Insurance brokerage Brown & Brown reported net income increased 5 percent in the 2006 fourth quarter, but profits were cut into by a settlement ending a contingency fee investigation, an executive said.

Daytona Beach, Fla.-based Brown & Brown reported net income in the quarter increased $1.9 million from $36 million to $38 million. Net income per share rose 2 cents, from 25 cents to 27 cents. Revenues rose 9 percent, or $18 million, from $197 million to $215 million.

During an analyst’s conference call today, Cory T. Walker, chief financial officer, said income would have risen 15 percent in the quarter if the company had not agreed to pay $5.8 million to settle allegations that it did not disclose to customers fees and commissions it received from carriers.

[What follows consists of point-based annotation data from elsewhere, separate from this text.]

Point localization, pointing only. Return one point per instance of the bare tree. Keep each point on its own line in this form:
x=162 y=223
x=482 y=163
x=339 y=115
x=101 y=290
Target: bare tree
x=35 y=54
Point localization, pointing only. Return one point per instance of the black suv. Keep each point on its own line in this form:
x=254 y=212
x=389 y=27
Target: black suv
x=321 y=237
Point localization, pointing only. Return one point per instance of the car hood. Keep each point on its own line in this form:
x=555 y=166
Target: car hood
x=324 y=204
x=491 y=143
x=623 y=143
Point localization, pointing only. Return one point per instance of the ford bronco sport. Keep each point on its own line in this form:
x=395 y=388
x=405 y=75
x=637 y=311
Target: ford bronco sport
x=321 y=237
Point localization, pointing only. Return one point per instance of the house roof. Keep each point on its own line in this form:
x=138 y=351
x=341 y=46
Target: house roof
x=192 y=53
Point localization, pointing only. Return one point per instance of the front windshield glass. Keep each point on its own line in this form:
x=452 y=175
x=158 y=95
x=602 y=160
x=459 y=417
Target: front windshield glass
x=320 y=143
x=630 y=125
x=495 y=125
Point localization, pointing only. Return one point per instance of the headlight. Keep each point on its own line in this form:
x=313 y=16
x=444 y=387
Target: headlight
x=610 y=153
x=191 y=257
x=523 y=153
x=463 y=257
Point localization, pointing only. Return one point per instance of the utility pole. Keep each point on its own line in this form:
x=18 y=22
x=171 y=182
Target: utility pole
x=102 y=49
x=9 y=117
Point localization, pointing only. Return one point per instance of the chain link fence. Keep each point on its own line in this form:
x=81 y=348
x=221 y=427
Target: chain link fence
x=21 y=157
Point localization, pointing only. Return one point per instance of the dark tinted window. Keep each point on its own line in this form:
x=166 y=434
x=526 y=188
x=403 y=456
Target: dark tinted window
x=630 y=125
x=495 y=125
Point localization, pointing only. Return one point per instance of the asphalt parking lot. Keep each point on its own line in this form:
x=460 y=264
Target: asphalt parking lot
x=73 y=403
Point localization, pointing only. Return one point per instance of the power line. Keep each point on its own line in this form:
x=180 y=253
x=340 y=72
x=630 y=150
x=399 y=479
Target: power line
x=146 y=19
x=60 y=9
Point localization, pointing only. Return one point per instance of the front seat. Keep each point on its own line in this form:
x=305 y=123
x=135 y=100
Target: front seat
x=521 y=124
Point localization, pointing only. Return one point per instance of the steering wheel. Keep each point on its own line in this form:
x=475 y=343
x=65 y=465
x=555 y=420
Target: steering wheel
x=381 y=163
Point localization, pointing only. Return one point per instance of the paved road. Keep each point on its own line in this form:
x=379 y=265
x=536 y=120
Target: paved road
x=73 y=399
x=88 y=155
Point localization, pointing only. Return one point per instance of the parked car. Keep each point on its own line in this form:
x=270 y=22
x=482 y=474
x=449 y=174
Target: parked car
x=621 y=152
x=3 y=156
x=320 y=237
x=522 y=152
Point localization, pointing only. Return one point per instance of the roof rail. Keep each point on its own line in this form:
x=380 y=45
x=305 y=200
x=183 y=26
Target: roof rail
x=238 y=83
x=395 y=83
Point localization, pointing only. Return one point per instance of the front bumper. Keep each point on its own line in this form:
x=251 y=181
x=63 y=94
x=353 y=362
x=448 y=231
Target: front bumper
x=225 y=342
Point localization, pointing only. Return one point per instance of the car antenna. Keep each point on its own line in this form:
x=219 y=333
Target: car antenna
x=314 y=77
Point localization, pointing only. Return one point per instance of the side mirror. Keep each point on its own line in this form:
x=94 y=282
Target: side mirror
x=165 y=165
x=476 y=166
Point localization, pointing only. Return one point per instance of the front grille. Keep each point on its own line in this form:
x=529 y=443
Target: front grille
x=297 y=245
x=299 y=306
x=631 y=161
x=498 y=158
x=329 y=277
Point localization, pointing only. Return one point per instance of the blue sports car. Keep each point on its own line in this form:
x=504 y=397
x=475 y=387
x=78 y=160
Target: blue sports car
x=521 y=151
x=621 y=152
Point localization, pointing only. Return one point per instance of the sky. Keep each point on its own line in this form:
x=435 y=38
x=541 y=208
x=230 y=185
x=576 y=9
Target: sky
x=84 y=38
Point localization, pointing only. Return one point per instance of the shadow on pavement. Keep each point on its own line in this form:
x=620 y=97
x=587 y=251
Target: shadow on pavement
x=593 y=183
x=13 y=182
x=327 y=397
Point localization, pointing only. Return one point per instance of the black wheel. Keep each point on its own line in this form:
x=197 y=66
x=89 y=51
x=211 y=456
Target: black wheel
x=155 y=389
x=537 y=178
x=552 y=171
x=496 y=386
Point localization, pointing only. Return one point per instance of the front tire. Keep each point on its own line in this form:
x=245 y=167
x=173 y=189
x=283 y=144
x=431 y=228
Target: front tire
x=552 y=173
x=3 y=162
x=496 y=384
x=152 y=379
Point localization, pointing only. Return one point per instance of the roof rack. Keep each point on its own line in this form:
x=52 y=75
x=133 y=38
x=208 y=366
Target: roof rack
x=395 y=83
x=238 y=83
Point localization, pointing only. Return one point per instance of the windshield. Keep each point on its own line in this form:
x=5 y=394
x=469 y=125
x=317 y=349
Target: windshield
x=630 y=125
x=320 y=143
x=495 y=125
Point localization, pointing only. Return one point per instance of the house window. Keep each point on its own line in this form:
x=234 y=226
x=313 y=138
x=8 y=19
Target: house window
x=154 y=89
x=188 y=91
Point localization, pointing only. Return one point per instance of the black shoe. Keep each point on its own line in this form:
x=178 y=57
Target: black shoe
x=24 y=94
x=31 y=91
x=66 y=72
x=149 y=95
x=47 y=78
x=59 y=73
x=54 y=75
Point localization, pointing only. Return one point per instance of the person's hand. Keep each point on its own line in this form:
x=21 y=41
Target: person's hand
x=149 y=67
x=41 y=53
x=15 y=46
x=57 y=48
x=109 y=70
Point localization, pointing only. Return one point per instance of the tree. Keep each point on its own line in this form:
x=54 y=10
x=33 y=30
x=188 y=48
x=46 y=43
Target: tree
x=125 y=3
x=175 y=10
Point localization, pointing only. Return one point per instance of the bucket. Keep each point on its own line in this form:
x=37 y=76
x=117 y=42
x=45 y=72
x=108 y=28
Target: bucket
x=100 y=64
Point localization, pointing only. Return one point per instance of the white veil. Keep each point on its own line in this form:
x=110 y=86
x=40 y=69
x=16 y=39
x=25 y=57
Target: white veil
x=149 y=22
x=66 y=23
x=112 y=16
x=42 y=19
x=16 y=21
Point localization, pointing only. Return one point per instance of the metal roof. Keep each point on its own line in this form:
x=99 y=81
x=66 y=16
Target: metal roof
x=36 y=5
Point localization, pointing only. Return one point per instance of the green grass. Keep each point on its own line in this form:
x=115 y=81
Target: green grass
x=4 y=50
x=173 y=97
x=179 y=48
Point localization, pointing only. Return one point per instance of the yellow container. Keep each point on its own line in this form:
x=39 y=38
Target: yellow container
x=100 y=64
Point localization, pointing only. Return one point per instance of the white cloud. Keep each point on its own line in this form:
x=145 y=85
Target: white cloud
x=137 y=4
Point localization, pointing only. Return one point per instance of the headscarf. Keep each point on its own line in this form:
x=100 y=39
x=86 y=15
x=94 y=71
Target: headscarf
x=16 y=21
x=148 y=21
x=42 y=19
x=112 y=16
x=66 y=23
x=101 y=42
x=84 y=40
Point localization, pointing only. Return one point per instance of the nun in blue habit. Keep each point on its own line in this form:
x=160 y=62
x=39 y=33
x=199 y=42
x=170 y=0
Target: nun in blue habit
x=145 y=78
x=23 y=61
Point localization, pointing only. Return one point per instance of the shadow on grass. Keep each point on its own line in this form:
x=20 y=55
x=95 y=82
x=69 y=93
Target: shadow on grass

The company announced in early December it reached the settlement with the state of Florida ending the probe. The broker neither accepted nor admitted any wrongdoing in the case.

For the year, Brown & Brown reported net income increased 14 percent, or $22 million, going from $151 million to $173 million. Earnings per share rose 14 cents from $1.08 to $1.22. Revenues rose 12 percent, or $92 million, from $786 million to $878 million.

Organic growth in the quarter rose 2.5 percent, with Florida retail showing the greatest increase at 15 percent, while national retail dropped 1.7 percent and western retail dropped 8.4 percent.

J. Hyatt Brown, chairman and chief executive officer, said the markets are very competitive at this point, but termed competition in the West as “kind of a blood battleground for us” especially in the area of workers’ compensation.

However, he said he did not believe the competition for business as prices trend lower is as bad as what took placing during the 1980s soft market.

“It’s not worse than any other year,” he observed of the past soft market cycle.

Producers, he noted, are seeing some increases in their commissions on some lines to compensate for the loss in premium price, but it is only minor movement that may grow as the pricing falls.

“This is America,” said Mr. Brown. “It’s a competitive society; it will work out.”

On the question of the impact of changes made in the ability of the state’s residual market to write property business in Florida, Mr. Brown said that legislation giving Citizens Property Insurance Corporation the ability to compete against standard line carriers has good and bad points.

He said it is opening up some competition in the state on upper layers of reinsurance coverage. He also said writing condominium coverage will be more reasonable.

On the negative side, it is more expensive to do business with Citizens because it is less efficient than working with standard line carriers, he said. Mr. Brown also felt that Citizens would make pricing more competitive on the wholesale side of the business, where the firm has brokering business.

The major question waiting to be answered, Mr. Brown said, is how the rules being drawn up by the state’s insurance department to implement the legislation will ultimately affect business. Until then, there will continue to be a feeling of anxiety among some in the industry, he said.

One positive note Mr. Brown observed is that the absence of hurricanes hitting the United States last year has freed up some capacity on both the admitted and nonadmitted property market for wind coverage, causing prices to dip or at least allowing customers to increase terms without price increases.